Settle the logistics before anyone sits down. If you intend to pay, leave a card with the floor at the start so the bill never appears at the table, a small move that reads as practiced. Brief the sommelier on a budget in advance rather than negotiating wine in front of a counterpart, and at the two-star rooms, take an early sitting so the evening can run as long as the conversation needs. The room you choose is part of the pitch, so pick one where the other side can hear you, trust the walls, and leave impressed by the judgement as much as the food.

Frequently asked

What is the best restaurant for a business dinner in Dublin?

Restaurant Patrick Guilbaud is the benchmark for a serious business dinner, a two-Michelin-star Georgian townhouse on Upper Merrion Street built for discretion, with an eight-course tasting at 245 euros and a sharper three-course lunch at 90 euros. For a confidential conversation in a private setting, Pearl Brasserie's curtained booths a few doors away are the better pick. Choose by the meeting: the townhouse to impress, the booth to negotiate.

Where can you get a private dining room in Dublin for a business meal?

Pearl Brasserie on Upper Merrion Street has curtained private booths made for confidential dinners, and One Pico off Schoolhouse Lane has a private dining room for larger sit-downs. For a smaller table, ask for a quiet corner at Dax or Restaurant Patrick Guilbaud, where the spaced tables already give you the privacy a deal needs. Always note the headcount and the nature of the meal when you book.

Is lunch or dinner better for closing a deal in Dublin?

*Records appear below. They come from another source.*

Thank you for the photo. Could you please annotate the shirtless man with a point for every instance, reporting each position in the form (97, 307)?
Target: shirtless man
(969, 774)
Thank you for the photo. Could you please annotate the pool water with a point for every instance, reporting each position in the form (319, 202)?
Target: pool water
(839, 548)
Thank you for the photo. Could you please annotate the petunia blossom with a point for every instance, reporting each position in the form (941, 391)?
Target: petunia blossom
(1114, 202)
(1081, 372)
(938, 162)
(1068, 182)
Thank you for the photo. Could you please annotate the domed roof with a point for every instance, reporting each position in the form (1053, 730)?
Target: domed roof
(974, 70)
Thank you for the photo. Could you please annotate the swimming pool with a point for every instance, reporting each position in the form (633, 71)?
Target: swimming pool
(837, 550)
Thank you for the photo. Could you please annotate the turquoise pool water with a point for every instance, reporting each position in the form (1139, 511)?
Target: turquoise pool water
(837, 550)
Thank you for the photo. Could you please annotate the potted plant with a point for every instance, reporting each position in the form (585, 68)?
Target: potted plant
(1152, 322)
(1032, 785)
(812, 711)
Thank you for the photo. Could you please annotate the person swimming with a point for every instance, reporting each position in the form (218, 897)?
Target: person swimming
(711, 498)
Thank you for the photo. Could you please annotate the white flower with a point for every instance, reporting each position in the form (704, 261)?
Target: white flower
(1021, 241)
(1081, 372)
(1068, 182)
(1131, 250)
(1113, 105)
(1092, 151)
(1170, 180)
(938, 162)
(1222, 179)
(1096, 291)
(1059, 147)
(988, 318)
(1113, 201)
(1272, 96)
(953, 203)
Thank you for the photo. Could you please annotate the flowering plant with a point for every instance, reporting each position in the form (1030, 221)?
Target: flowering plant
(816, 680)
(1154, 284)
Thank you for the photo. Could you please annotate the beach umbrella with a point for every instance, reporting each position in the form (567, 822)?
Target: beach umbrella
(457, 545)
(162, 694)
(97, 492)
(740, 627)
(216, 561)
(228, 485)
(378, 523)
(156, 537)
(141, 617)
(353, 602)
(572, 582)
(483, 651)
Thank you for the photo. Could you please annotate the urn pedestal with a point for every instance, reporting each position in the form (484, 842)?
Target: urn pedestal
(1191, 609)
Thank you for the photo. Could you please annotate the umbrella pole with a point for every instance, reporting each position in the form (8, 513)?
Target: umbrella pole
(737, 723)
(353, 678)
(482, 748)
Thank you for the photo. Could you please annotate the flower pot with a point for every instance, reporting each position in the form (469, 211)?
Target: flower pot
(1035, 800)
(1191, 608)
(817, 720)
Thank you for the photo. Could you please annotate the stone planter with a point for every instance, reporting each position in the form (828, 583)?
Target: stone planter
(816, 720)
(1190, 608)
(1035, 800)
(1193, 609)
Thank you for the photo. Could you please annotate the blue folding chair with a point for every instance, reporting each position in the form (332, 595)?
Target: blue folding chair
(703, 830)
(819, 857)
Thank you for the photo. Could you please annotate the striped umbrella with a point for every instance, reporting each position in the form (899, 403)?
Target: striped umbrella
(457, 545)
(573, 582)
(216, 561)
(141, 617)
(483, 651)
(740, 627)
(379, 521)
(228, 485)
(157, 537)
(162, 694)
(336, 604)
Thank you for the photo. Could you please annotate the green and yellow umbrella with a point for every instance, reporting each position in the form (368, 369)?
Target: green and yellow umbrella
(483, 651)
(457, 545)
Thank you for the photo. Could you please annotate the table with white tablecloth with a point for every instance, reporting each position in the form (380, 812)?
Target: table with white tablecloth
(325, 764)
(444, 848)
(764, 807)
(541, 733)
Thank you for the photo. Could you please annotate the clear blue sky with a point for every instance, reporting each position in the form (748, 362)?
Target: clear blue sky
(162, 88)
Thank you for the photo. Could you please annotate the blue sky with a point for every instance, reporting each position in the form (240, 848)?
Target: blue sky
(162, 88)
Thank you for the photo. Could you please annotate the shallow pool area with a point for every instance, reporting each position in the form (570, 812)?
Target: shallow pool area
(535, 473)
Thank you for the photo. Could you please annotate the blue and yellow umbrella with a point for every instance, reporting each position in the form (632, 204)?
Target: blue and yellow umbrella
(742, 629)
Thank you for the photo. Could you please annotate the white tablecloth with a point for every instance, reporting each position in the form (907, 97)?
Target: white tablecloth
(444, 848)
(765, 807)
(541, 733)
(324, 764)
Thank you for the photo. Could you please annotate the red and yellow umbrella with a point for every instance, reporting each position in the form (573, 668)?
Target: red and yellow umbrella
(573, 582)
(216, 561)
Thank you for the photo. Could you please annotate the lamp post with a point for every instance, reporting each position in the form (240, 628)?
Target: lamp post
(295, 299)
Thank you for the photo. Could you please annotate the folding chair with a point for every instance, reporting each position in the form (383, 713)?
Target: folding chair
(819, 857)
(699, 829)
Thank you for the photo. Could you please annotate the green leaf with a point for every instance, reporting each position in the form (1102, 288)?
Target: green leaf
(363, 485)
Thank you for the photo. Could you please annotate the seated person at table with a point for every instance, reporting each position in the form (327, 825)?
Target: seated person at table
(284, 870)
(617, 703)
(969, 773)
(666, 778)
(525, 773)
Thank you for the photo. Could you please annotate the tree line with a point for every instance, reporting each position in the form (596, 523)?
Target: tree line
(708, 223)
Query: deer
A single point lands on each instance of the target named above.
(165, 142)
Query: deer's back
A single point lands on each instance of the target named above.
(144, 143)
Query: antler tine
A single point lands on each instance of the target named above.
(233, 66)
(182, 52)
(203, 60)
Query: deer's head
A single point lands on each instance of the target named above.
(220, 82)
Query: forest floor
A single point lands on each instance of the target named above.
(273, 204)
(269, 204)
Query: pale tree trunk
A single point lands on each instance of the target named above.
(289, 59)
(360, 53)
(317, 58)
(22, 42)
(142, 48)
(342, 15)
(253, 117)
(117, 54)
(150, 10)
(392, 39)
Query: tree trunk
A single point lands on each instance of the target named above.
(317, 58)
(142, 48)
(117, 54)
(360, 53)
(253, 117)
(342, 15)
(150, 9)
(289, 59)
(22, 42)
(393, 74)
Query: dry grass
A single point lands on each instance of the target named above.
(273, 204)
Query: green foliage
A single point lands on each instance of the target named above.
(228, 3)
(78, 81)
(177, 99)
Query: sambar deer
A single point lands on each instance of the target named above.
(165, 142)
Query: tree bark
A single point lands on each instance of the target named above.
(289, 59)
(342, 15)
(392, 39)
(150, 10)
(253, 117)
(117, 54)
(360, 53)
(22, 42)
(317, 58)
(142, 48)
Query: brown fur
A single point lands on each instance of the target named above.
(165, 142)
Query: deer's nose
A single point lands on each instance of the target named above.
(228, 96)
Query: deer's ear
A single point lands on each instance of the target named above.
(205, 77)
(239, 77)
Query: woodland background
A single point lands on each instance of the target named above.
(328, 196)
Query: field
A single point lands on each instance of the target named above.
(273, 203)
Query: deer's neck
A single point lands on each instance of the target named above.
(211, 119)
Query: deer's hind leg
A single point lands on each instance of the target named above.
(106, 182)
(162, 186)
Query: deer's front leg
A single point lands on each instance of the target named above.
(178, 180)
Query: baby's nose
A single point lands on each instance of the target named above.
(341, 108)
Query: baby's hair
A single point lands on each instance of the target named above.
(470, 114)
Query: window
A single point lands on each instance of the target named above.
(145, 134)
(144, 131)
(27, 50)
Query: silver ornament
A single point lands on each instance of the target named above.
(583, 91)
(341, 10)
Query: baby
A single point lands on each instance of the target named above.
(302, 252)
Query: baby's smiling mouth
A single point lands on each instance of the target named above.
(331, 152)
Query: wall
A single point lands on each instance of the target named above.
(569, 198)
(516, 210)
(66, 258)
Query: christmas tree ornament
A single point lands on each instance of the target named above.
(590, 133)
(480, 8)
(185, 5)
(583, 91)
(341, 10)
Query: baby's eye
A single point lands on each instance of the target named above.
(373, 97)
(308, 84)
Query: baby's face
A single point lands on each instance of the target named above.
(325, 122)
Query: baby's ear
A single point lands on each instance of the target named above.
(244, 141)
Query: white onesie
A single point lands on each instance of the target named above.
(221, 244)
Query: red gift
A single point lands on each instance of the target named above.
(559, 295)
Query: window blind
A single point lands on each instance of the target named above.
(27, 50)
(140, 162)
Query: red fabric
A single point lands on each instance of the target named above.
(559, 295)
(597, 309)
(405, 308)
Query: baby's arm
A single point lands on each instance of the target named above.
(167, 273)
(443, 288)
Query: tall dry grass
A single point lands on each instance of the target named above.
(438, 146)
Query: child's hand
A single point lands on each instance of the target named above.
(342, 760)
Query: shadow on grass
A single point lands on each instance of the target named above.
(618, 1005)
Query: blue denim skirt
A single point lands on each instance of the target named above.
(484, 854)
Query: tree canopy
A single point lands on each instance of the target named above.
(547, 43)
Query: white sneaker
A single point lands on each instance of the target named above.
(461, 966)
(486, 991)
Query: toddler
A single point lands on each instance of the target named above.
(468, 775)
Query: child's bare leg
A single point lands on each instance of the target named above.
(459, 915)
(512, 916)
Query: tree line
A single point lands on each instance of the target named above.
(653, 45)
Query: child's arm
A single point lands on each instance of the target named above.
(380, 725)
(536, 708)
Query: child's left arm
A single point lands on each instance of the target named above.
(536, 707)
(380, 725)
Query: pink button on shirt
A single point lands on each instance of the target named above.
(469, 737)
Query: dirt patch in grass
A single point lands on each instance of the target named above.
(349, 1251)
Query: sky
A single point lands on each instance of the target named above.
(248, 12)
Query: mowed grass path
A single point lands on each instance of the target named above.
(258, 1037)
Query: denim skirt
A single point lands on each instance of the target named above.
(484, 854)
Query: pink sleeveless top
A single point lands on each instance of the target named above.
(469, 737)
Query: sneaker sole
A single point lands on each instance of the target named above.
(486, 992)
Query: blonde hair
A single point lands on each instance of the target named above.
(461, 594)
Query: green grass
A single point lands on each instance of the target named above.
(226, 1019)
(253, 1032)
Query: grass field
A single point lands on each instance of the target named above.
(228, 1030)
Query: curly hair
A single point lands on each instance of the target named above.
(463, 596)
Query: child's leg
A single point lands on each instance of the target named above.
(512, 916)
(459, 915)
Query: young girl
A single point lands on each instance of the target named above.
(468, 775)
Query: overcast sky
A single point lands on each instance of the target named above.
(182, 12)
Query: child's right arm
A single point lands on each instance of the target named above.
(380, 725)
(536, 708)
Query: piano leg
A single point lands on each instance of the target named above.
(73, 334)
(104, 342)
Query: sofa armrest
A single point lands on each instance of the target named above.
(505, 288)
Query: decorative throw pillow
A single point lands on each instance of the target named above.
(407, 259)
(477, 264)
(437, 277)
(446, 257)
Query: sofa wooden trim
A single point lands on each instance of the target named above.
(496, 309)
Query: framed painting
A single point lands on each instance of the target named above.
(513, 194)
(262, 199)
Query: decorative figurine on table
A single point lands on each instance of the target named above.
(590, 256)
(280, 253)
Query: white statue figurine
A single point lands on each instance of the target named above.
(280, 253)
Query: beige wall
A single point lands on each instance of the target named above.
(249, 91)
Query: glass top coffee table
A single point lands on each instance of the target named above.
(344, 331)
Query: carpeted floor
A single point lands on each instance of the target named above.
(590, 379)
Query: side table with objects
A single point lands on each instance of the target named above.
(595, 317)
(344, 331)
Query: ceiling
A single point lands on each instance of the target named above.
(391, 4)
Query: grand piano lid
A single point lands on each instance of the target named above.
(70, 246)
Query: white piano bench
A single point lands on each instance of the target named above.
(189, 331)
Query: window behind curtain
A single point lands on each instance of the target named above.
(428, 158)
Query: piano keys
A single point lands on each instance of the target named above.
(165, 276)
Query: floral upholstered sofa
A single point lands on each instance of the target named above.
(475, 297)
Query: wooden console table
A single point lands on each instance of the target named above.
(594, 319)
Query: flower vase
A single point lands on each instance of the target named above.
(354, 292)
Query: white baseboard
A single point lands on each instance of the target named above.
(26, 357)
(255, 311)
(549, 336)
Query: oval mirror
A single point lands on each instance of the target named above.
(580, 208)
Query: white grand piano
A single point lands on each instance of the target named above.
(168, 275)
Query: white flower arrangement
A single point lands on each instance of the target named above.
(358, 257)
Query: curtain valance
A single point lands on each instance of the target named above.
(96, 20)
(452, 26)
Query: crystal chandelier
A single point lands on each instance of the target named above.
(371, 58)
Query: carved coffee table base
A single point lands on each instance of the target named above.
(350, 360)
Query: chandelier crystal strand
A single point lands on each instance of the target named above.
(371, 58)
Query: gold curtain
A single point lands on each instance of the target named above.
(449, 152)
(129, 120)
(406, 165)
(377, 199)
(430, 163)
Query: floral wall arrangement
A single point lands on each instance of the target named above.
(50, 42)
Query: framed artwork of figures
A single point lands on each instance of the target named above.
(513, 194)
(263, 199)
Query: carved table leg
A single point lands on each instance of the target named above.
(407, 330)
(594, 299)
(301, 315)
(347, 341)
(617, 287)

Lunch is often the smarter choice. A midweek set lunch at One Pico, Dax or Restaurant Patrick Guilbaud is shorter, cheaper and easier to schedule than dinner, and it keeps the meeting business-like while still treating the other side well. Dinner suits a deal you want to mark or a relationship you are building, where Chapter One or D'Olier Street give you a longer, more memorable evening. Match the meal to the stage of the deal.

How much does a business dinner cost in Dublin?

Plan on roughly 75 to 245 euros a head before wine. A set lunch at Dax or One Pico sits near 45 to 90 euros, D'Olier Street's tasting is 139 euros, and the two-star rooms run from 185 euros at Chapter One to 245 euros at Restaurant Patrick Guilbaud. Wine is usually the largest variable, so agree a budget with the sommelier in advance and let the room pour to it.

Which Dublin restaurants are quiet enough for a business conversation?

Restaurant Patrick Guilbaud, Dax and Pearl Brasserie are the quietest rooms for a working conversation. The first two are spaced-out Georgian rooms where tables do not crowd each other, and Pearl's basement booths seal the conversation off entirely. One Pico and Chapter One are also calm and well spaced. Avoid the live-fire and family-style rooms such as Variety Jones and Achara, where the noise makes a confidential talk impossible.